Maar eigenlijk was Le Bon Marché nog veel ouder. Het bedrijf werd in 1838 al opgericht door de broers Paul en Justin Videau als Au Bon Marché. In 1852 volgde een grote verandering: hoedenhandelaar Aristide Boucicaut en diens echtgenote Marguerite breidde enorm uit met een nieuw marketingplan en vaste prijzen. Ze hadden ook een postorderverkoop: met andere woorden in Le Bon Marché was het al in de 19de eeuw volop online winkelen. Ook kregen Parijzenaars de garantie op omwisselingen en terugbetalingen. Het eerste echte moderne warenhuis zoals we het nog altijd kennen was geboren. De oorspronkelijke initiatiefnemers Videaus konden niet meer volgen en dus namen de Boucicauts alle aandelen over. In 1869 werd de eerste steen gelegd van het prachtige gebouw waar de winkel nog altijd gevestigd is: in rue de Sèvres.
‘La cathédrale du commerce moderne (...), faite pour un peuple de clientes.’ Zo noemde de beroemde schrijver Émile Zola het warenhuis in 1883 in zijn roman Au Bonheur des Dames. ‘De kathedraal van de moderne handel (...), ontworpen voor een volk van klanten.’

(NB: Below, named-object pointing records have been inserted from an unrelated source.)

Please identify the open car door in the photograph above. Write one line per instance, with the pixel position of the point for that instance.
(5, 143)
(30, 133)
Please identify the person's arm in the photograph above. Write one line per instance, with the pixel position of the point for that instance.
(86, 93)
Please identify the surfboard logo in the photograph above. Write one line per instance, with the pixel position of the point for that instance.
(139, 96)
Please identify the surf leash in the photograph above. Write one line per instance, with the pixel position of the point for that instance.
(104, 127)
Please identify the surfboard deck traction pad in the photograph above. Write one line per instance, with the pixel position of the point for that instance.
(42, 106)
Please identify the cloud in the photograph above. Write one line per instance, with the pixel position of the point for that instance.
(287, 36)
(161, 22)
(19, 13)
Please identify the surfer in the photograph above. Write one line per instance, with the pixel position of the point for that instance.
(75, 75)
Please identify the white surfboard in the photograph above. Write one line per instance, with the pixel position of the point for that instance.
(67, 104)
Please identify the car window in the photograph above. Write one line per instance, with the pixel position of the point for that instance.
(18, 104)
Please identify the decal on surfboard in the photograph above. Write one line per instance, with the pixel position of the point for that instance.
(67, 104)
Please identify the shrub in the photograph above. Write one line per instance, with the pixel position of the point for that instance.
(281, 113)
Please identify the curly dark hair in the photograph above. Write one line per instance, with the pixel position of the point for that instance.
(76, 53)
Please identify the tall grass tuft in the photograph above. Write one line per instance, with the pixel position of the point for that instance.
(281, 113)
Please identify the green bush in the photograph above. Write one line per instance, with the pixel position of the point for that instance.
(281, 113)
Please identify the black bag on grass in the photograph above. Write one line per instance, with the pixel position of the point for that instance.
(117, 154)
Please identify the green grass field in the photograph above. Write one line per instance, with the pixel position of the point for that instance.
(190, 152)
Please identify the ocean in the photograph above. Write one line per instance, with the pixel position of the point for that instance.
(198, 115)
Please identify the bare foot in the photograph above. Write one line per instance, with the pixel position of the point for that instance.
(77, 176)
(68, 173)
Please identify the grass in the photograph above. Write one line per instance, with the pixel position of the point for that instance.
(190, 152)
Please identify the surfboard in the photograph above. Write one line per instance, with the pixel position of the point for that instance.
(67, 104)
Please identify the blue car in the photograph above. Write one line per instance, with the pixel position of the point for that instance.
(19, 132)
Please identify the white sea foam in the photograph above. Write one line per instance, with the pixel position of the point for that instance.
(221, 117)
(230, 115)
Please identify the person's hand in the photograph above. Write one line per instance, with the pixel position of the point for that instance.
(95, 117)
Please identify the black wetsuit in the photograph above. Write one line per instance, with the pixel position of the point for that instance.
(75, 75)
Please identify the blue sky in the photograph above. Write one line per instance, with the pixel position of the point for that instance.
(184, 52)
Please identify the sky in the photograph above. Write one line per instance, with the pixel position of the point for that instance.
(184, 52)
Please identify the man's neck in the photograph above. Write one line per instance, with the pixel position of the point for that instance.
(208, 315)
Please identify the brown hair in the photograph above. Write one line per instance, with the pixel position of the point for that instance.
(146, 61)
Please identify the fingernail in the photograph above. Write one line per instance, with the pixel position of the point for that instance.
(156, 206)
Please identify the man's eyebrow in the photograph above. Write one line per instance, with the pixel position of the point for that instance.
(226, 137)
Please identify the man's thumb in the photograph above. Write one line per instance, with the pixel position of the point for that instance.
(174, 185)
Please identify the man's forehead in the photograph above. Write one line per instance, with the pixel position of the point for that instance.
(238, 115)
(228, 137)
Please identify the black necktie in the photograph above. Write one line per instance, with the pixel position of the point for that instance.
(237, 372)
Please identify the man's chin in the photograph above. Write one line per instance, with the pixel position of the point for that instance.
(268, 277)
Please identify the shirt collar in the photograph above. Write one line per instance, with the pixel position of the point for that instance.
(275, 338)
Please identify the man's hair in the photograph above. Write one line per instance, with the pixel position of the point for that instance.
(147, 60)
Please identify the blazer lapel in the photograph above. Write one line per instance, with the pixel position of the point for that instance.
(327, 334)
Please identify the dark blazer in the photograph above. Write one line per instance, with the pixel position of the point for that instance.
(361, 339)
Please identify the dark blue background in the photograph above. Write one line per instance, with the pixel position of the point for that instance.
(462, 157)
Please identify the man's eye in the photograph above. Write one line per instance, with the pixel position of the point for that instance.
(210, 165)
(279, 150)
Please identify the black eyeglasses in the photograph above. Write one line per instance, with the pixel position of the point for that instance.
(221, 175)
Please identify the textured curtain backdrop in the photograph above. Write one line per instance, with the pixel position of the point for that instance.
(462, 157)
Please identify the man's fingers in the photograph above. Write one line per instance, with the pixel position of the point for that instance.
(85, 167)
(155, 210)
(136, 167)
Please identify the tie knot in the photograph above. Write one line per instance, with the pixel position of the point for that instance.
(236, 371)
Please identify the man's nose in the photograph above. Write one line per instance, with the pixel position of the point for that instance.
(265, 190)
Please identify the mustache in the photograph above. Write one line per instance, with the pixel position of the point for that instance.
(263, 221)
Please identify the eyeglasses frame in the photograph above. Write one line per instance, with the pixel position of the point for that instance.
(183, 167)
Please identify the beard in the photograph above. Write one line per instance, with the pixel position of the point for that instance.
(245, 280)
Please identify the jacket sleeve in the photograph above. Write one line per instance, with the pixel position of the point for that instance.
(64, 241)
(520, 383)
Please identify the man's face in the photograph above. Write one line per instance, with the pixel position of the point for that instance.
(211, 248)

Daar is niets aan veranderd. Tegenwoordig is Le Bon Marché in handen van het concern Louis Vuitton Moët Hennessy, verzekerd van de beste luxegoederen en het lekkerste eten. En nu zijn de Belgen te gast in Le Bon Marché. Wie en wat vindt u er zoal? Jonge Belgische merken zoals modelabels Collectors Club, Bernadette, Valentine Witmeur en Suspicious Antwerp, en het beautylabel Cîme. De ontwerpers Christian Wijnants en Dries Van Noten brengen nog meer elegantie in Le Bon Marché. Van Noten heeft trouwens ook zijn eigen winkels aan de oever van de Seine. En hij doet traditiegetrouw ook mee aan de Fashion Week, die begint op 28 september.
Wat is een Belgische invasie zonder chocola en bier? Chocolatier Pierre Marcolini en de brouwers van Brussels Beer Project voorzien u van de beste kwaliteit. Het interieur en de etalages van het warenhuis zijn opgefleurd door zo’n ander onverwoestbaar Belgisch cultuurgoed: stripfiguren zoals Largo Winch, Lucky Luke en de Smurfen.
Tot 18 oktober bent u van harte welkom. Met een mondkapje op is Parijs heel goed te beleven. Het is heerlijk rustig in de stad. Maar uiteraard check eerst wat mogelijk is voor u voordat u naar Parijs komt.